ぽつりぽつりと、雨が降る前だって、ここの景色は変わりはしないのに。


一人で店番。

お客さんはやって来なかった。


彼女は椅子に座っていた。

頑張っても、つま先しか床に届かないような椅子だった。


それはべつに彼女の足が短かったわけでも、床下に小さな鼠が住んでいたわけでもない。


それは実のところ、座るための椅子ではなかった。


赤、青、黄、黒の四本のペンキに塗られた足があり、平らな部分は透明で、ガラスの部分に緑の植物たちの模様が掘られていた。


――海の椅子、と名付けられていた。


彼女が勝手につけた。

名前を付けると、なんだか雑に扱えるからだ。


平らな部分に柔らかいクッションをおいた。

それに座って、すっかり冷めたコーヒーを飲み干した。


ここは都会の喧騒とは違っていた。

気候の変動が激しく、決して静かではないけれど、どう考えたって戦いの場としてはふさわしくない。


窓からは海が見える。

オーナーが住む建物の二階にいかなければ海は見えないのだが、彼女はそこで見た景色を思い浮かべることができる。


たとえばここに、同い年くらいの若くて目元に迷いのある女の子が来てくれたなら、彼女はその子が決してどんな子であっても、あの景色の存在を明かしたはずだ。

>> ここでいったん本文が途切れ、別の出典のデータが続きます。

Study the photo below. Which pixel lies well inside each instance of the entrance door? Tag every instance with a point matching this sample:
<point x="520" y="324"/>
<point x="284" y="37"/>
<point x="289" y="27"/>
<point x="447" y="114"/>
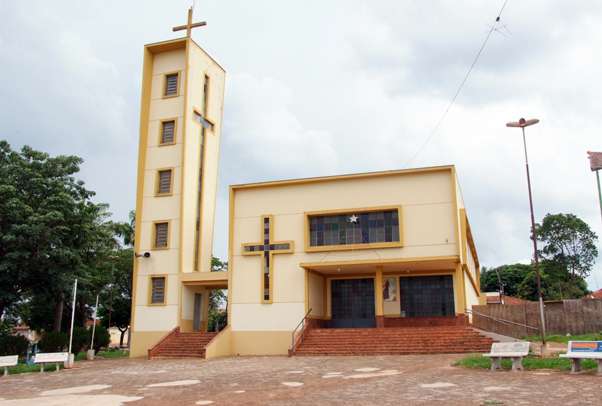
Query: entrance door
<point x="196" y="317"/>
<point x="352" y="303"/>
<point x="427" y="296"/>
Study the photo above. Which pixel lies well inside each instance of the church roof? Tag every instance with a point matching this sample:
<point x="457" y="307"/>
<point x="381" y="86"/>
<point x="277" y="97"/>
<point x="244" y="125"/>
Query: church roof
<point x="361" y="175"/>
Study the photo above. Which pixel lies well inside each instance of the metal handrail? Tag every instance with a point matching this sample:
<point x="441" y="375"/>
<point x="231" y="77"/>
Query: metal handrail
<point x="301" y="324"/>
<point x="501" y="320"/>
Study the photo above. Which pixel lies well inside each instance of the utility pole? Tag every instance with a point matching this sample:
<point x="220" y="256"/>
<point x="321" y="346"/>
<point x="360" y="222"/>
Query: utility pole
<point x="522" y="123"/>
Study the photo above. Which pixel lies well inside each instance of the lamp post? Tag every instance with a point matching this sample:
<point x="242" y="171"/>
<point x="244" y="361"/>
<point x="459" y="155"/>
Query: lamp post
<point x="595" y="160"/>
<point x="522" y="123"/>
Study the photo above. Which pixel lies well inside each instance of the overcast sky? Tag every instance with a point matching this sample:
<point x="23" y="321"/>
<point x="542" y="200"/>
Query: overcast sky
<point x="329" y="87"/>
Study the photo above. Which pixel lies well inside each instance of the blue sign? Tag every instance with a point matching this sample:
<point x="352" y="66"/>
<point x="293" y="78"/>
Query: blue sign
<point x="586" y="346"/>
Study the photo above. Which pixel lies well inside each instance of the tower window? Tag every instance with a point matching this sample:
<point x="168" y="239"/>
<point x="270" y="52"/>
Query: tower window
<point x="161" y="239"/>
<point x="164" y="178"/>
<point x="168" y="130"/>
<point x="157" y="294"/>
<point x="171" y="84"/>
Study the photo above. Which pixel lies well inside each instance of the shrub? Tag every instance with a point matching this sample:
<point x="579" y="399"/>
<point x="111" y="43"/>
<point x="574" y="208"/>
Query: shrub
<point x="13" y="345"/>
<point x="53" y="341"/>
<point x="102" y="338"/>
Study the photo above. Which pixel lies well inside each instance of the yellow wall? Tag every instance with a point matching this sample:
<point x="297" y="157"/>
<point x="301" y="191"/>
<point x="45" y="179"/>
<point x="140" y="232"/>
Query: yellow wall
<point x="180" y="207"/>
<point x="221" y="345"/>
<point x="316" y="294"/>
<point x="429" y="217"/>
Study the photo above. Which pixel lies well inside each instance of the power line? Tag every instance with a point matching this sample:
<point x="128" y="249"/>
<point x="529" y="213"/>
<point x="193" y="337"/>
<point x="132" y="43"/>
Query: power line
<point x="462" y="83"/>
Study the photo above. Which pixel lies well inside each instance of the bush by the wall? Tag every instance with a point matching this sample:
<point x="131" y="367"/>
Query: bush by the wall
<point x="53" y="341"/>
<point x="81" y="340"/>
<point x="13" y="345"/>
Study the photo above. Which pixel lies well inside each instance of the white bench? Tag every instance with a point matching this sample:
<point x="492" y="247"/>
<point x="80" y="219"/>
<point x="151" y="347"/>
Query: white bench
<point x="46" y="357"/>
<point x="514" y="350"/>
<point x="8" y="361"/>
<point x="579" y="350"/>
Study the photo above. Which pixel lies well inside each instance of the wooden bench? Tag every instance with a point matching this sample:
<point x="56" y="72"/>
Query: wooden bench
<point x="46" y="357"/>
<point x="514" y="350"/>
<point x="8" y="361"/>
<point x="579" y="350"/>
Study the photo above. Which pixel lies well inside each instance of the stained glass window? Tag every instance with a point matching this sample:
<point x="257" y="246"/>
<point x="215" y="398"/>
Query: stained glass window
<point x="354" y="228"/>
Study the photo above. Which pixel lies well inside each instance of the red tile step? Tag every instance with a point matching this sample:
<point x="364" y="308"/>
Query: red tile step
<point x="393" y="340"/>
<point x="182" y="345"/>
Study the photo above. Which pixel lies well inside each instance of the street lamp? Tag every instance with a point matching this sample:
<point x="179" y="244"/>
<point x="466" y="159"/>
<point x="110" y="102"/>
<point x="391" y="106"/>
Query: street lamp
<point x="595" y="160"/>
<point x="522" y="123"/>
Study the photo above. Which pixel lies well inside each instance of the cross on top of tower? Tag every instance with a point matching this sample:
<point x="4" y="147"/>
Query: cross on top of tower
<point x="189" y="25"/>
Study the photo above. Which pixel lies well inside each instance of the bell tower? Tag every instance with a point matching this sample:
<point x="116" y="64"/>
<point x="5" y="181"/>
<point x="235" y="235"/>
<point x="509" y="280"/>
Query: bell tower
<point x="180" y="128"/>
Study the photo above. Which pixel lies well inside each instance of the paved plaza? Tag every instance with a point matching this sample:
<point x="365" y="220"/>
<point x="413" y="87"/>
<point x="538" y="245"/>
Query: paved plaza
<point x="384" y="380"/>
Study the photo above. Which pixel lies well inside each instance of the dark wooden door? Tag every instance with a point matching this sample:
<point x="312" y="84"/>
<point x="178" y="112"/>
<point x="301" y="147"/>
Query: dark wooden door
<point x="427" y="296"/>
<point x="352" y="303"/>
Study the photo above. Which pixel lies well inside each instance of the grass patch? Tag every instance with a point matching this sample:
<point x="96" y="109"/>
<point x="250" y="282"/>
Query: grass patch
<point x="561" y="364"/>
<point x="22" y="368"/>
<point x="565" y="339"/>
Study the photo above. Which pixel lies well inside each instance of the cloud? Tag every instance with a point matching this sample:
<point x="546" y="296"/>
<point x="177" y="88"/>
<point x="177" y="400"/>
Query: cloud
<point x="317" y="88"/>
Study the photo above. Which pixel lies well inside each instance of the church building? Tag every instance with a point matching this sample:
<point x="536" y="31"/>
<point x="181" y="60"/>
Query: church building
<point x="381" y="252"/>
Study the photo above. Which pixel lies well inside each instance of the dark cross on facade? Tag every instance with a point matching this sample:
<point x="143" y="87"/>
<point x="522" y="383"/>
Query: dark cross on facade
<point x="189" y="25"/>
<point x="267" y="248"/>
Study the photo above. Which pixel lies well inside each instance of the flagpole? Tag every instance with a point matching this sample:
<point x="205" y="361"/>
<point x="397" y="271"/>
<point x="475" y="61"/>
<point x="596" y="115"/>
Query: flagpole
<point x="599" y="190"/>
<point x="72" y="359"/>
<point x="90" y="353"/>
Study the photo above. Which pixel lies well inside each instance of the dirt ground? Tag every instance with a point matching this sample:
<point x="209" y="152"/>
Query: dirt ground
<point x="407" y="380"/>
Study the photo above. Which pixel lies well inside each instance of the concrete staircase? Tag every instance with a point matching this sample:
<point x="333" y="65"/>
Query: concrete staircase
<point x="392" y="341"/>
<point x="181" y="345"/>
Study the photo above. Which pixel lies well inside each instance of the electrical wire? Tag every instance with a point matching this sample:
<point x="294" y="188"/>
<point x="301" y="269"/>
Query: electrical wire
<point x="462" y="83"/>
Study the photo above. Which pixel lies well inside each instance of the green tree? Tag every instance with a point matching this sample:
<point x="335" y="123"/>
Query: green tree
<point x="511" y="276"/>
<point x="50" y="233"/>
<point x="556" y="283"/>
<point x="568" y="241"/>
<point x="217" y="299"/>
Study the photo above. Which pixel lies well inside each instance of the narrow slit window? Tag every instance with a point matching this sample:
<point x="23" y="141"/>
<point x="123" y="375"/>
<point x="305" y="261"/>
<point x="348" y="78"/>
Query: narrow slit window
<point x="164" y="182"/>
<point x="158" y="290"/>
<point x="171" y="84"/>
<point x="161" y="235"/>
<point x="168" y="132"/>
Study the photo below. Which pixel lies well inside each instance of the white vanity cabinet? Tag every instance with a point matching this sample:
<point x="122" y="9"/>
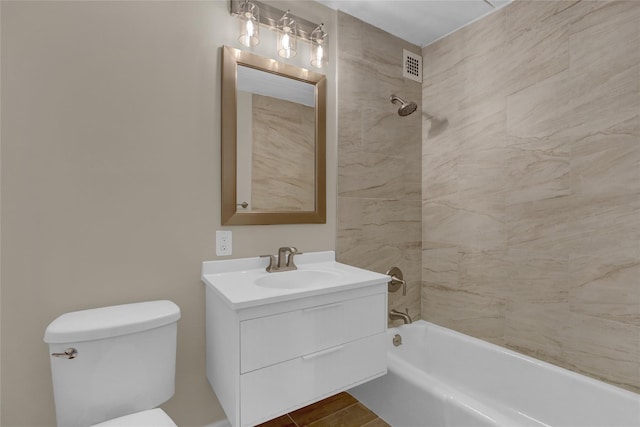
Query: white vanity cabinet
<point x="275" y="354"/>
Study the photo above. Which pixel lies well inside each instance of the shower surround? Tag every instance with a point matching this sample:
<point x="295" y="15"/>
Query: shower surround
<point x="379" y="207"/>
<point x="531" y="195"/>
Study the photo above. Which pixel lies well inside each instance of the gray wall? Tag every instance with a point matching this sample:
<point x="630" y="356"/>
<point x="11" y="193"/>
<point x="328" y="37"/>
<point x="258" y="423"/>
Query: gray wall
<point x="531" y="194"/>
<point x="111" y="177"/>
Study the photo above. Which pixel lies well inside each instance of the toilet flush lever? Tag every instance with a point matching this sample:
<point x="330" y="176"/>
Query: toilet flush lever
<point x="70" y="353"/>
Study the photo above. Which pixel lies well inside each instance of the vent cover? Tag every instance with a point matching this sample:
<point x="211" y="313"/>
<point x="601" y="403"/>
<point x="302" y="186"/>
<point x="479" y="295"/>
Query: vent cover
<point x="412" y="66"/>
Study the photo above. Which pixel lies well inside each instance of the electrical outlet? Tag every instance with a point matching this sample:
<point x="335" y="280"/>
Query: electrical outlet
<point x="223" y="242"/>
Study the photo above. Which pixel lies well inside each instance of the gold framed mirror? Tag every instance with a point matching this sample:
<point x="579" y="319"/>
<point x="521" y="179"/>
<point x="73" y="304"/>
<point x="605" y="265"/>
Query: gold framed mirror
<point x="273" y="142"/>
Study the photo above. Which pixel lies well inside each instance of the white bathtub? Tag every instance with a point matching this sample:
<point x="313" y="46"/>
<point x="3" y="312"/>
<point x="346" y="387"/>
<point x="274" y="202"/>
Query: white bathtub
<point x="439" y="377"/>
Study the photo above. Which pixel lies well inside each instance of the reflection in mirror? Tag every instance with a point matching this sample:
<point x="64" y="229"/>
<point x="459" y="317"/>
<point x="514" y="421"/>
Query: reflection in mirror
<point x="273" y="142"/>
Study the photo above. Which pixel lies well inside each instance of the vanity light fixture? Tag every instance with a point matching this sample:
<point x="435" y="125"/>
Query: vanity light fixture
<point x="289" y="29"/>
<point x="287" y="42"/>
<point x="249" y="28"/>
<point x="319" y="43"/>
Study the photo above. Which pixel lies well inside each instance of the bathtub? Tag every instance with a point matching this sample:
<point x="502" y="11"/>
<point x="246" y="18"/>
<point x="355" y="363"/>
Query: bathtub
<point x="439" y="377"/>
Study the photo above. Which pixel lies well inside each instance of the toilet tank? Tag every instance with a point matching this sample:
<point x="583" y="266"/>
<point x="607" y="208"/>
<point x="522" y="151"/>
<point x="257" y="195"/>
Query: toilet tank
<point x="125" y="362"/>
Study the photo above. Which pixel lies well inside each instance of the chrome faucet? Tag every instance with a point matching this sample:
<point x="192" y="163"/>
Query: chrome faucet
<point x="395" y="314"/>
<point x="284" y="261"/>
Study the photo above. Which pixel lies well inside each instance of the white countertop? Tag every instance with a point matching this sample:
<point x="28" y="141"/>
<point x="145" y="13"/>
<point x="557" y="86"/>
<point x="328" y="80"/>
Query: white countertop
<point x="235" y="280"/>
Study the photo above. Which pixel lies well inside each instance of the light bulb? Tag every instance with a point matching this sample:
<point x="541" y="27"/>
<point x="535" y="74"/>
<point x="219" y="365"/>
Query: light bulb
<point x="287" y="40"/>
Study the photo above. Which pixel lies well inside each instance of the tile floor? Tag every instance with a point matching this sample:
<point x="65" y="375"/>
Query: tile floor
<point x="341" y="410"/>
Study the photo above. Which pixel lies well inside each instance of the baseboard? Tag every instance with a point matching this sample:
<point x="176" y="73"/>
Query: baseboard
<point x="221" y="423"/>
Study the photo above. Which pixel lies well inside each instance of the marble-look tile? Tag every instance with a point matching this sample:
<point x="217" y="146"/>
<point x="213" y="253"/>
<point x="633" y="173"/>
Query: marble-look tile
<point x="604" y="226"/>
<point x="463" y="220"/>
<point x="282" y="128"/>
<point x="540" y="110"/>
<point x="607" y="162"/>
<point x="537" y="49"/>
<point x="483" y="172"/>
<point x="604" y="84"/>
<point x="439" y="175"/>
<point x="606" y="287"/>
<point x="540" y="226"/>
<point x="372" y="175"/>
<point x="379" y="234"/>
<point x="385" y="132"/>
<point x="604" y="349"/>
<point x="444" y="56"/>
<point x="350" y="36"/>
<point x="472" y="314"/>
<point x="531" y="194"/>
<point x="537" y="277"/>
<point x="532" y="329"/>
<point x="485" y="273"/>
<point x="441" y="266"/>
<point x="538" y="169"/>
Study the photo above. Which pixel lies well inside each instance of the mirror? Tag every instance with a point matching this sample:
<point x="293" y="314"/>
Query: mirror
<point x="273" y="142"/>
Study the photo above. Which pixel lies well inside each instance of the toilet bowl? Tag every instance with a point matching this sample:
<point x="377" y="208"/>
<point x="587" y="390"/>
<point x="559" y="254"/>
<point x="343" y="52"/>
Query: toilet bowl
<point x="112" y="366"/>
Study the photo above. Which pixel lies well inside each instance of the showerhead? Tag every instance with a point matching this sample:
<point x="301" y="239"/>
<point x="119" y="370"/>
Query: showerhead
<point x="406" y="108"/>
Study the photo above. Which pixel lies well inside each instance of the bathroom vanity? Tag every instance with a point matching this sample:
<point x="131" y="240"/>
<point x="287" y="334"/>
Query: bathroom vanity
<point x="278" y="341"/>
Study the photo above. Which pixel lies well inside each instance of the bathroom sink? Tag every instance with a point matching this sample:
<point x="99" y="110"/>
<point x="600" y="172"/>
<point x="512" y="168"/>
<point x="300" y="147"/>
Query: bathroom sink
<point x="303" y="279"/>
<point x="244" y="282"/>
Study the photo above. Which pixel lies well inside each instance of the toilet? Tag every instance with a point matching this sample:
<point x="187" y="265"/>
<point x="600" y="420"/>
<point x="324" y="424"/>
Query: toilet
<point x="112" y="366"/>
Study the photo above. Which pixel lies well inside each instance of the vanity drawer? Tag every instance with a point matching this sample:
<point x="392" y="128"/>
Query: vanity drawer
<point x="273" y="339"/>
<point x="277" y="389"/>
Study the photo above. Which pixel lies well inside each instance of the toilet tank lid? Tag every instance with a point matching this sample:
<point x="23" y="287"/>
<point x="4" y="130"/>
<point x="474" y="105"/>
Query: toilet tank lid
<point x="106" y="322"/>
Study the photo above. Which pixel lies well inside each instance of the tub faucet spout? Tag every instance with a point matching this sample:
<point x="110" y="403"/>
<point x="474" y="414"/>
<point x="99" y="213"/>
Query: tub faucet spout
<point x="395" y="314"/>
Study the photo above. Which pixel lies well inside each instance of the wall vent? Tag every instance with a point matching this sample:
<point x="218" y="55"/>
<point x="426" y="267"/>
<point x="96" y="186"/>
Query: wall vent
<point x="411" y="65"/>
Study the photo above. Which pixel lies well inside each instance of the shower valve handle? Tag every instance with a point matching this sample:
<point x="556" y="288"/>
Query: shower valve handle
<point x="396" y="281"/>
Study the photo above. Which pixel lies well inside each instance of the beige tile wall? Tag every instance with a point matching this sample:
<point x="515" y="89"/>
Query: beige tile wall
<point x="379" y="212"/>
<point x="531" y="193"/>
<point x="283" y="155"/>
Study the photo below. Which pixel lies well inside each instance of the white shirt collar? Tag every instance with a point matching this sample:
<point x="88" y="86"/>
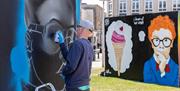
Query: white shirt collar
<point x="155" y="57"/>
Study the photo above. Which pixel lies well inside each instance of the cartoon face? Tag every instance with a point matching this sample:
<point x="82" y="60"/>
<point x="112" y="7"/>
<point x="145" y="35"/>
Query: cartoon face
<point x="162" y="41"/>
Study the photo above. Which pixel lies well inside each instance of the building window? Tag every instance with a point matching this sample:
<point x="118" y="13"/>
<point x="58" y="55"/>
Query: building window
<point x="162" y="5"/>
<point x="110" y="8"/>
<point x="122" y="7"/>
<point x="135" y="7"/>
<point x="176" y="5"/>
<point x="148" y="6"/>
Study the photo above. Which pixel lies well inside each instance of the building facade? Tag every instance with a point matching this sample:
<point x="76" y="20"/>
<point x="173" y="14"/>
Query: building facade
<point x="133" y="7"/>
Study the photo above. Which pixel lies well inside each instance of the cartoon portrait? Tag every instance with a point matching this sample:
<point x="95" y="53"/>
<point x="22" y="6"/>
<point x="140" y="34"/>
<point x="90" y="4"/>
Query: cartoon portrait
<point x="119" y="44"/>
<point x="161" y="68"/>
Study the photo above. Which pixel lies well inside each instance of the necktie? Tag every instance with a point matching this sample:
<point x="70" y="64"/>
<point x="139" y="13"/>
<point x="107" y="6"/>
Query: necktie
<point x="167" y="68"/>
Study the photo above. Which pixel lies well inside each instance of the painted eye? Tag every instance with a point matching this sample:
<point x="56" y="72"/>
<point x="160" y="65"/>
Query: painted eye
<point x="167" y="42"/>
<point x="156" y="42"/>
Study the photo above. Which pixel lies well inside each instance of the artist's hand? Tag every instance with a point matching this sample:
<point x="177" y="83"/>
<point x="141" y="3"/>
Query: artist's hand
<point x="61" y="37"/>
<point x="162" y="61"/>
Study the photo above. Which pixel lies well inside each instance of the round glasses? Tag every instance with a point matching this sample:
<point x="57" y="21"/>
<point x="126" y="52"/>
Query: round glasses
<point x="166" y="42"/>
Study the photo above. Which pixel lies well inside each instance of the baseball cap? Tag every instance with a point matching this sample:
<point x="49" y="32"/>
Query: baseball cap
<point x="86" y="24"/>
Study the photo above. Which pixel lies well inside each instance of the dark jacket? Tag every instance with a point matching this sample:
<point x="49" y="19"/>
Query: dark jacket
<point x="79" y="60"/>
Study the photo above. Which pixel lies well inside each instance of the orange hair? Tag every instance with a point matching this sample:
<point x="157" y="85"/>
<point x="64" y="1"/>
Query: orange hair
<point x="161" y="22"/>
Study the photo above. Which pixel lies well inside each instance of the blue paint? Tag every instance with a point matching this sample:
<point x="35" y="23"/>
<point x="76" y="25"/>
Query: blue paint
<point x="78" y="3"/>
<point x="19" y="59"/>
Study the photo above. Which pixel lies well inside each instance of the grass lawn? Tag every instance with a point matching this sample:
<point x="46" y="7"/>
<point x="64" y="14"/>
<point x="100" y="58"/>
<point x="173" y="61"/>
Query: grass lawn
<point x="99" y="83"/>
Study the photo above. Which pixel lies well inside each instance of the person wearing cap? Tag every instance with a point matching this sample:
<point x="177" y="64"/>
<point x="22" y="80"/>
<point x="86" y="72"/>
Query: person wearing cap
<point x="79" y="58"/>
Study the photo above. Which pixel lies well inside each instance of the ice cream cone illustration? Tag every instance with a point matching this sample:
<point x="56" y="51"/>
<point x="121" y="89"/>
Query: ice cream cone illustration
<point x="118" y="42"/>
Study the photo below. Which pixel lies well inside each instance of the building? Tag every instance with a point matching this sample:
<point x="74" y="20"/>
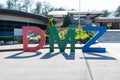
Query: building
<point x="86" y="18"/>
<point x="110" y="22"/>
<point x="13" y="19"/>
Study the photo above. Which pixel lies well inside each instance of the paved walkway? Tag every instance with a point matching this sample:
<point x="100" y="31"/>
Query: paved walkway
<point x="43" y="65"/>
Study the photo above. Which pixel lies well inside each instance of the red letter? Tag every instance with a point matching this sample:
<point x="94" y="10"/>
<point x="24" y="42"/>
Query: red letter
<point x="25" y="39"/>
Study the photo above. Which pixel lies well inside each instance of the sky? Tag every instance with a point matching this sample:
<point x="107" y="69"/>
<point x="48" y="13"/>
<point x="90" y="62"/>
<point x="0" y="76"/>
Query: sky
<point x="85" y="5"/>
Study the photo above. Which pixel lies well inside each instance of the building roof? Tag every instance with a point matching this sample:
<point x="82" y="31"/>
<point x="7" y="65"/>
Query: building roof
<point x="107" y="19"/>
<point x="21" y="14"/>
<point x="92" y="14"/>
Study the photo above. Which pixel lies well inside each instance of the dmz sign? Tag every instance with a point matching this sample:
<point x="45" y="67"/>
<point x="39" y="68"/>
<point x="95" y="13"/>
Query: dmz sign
<point x="70" y="36"/>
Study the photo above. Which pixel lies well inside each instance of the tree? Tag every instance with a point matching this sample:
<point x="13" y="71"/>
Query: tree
<point x="106" y="13"/>
<point x="117" y="12"/>
<point x="67" y="21"/>
<point x="22" y="5"/>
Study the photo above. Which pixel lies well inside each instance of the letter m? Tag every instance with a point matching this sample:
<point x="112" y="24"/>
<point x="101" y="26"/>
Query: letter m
<point x="70" y="36"/>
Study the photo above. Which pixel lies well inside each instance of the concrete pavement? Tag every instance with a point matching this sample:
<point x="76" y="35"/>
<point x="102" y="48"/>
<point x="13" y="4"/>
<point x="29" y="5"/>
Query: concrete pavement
<point x="43" y="65"/>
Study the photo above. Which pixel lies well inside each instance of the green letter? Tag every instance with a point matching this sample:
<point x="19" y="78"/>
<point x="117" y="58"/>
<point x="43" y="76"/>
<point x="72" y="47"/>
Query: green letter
<point x="70" y="36"/>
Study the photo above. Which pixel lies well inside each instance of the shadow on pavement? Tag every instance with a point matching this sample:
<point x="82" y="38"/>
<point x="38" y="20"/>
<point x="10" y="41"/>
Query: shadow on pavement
<point x="21" y="55"/>
<point x="70" y="56"/>
<point x="97" y="56"/>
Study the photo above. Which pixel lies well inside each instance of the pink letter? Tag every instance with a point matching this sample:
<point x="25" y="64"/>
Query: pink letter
<point x="25" y="39"/>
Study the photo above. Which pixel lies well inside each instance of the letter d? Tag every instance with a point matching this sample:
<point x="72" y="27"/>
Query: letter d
<point x="25" y="39"/>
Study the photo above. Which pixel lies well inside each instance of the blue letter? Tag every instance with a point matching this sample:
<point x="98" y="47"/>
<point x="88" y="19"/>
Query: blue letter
<point x="102" y="30"/>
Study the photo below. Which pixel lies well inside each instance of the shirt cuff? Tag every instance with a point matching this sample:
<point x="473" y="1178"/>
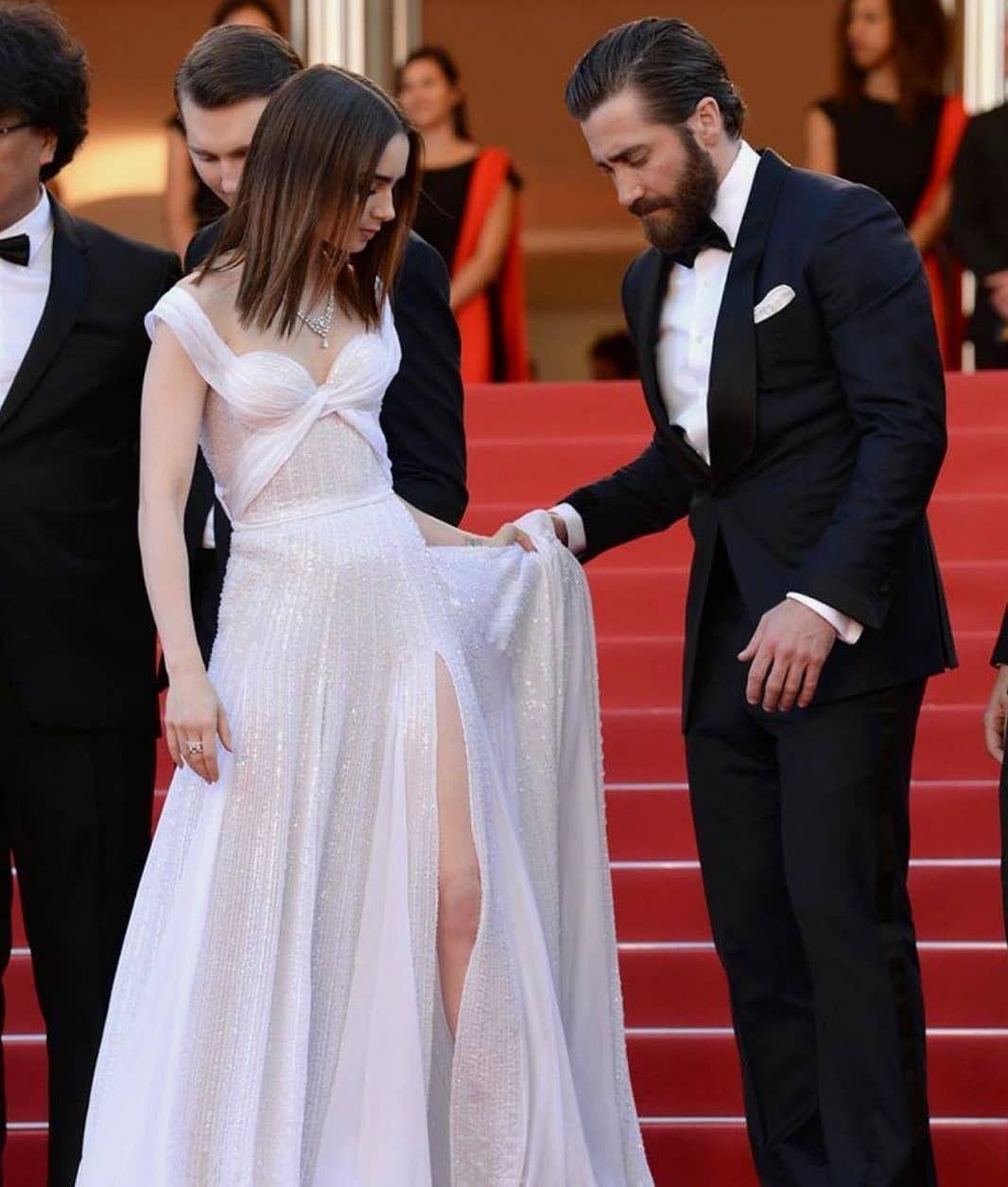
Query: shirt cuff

板チョコのような二階へと繋がる扉を開けて、スニーカーで階段の音を鳴らしたり、壁の絵について上手く説明もできないまま、その子と呼吸を合わせたりしたかった。


そして窓辺から見える海に、がっかりするのだ。

説明しようとすると、とても広くて美しいはずのそれは、意外と、想いを超えない。


そして元の場所に戻る。


もしかしたらオーナーは激怒するかもしれないが、彼女はそれでもやってみたいと強く思った。


ガラン、と開閉の音が鳴る。

現実に引き戻された。


お客さまだ。

黒いレインコートを着てる男の人だった。

彼は入った途端に辺りを見回した。


「いいですか?」とだけ言った。

彼女が返事をする前に、席に座りはじめた。


たぶん初めて訪れたはずなのに、なんの迷いもなく、窓際の席に座る。

彼女はなんとなしに茫然としていた。


どうも、軽く扱われたような気がした。

もしいま、コーヒーを出せない状態ならば、ちゃんとcloseの看板を出す。

それくらいは当然、自分の仕事だった。


彼女は自分の仕事はちゃんとやる派だった。

やらないときは譲ってるときだ。


立ち上がって、お水を入れる。

男は背中を向けている。


少しばかり自分よりも背が高かったとしても、そこから面白い景色など見えないはずだ。


彼女はなぜか悪戯心に満ち溢れた。

わざと転んで水をぶっかけてやろうかと、さえ思った。


どうせ彼は濡れているのだ。

ここは本当に寂しい場所だから。

屋根のある道なんてどこにもない。


無機質なコンクリートの上を、たまに運送のトラックや物珍しさに来た観光客が通りかかる。


そんな場所で、彼女は止まったままだった。


これだけ情報技術が発達した時代に、空き瓶にペールグリーンの手紙を入れて、海の彼方へ放り投げたこともあった。


全然、おしとやかじゃない。

いっそのこと投げた瓶が割れてしまえばよかった。


しかしそれは安定して浮きはじめて、遠くの方へと流れてしまった。


夕焼けのなかに知らない鳥がいた。

手を伸ばせば捕まえられそうな距離で羽ばたいていた。


鳥はしばらく、まるで彼女を海の中へ導くように、そばで羽をはためかせた。


「油断しすぎだよ」


そうつぶやいた彼女を気にも留めていない。

彼女自身ではなく彼女の持っている何かを差し出すように、と求められている気さえした。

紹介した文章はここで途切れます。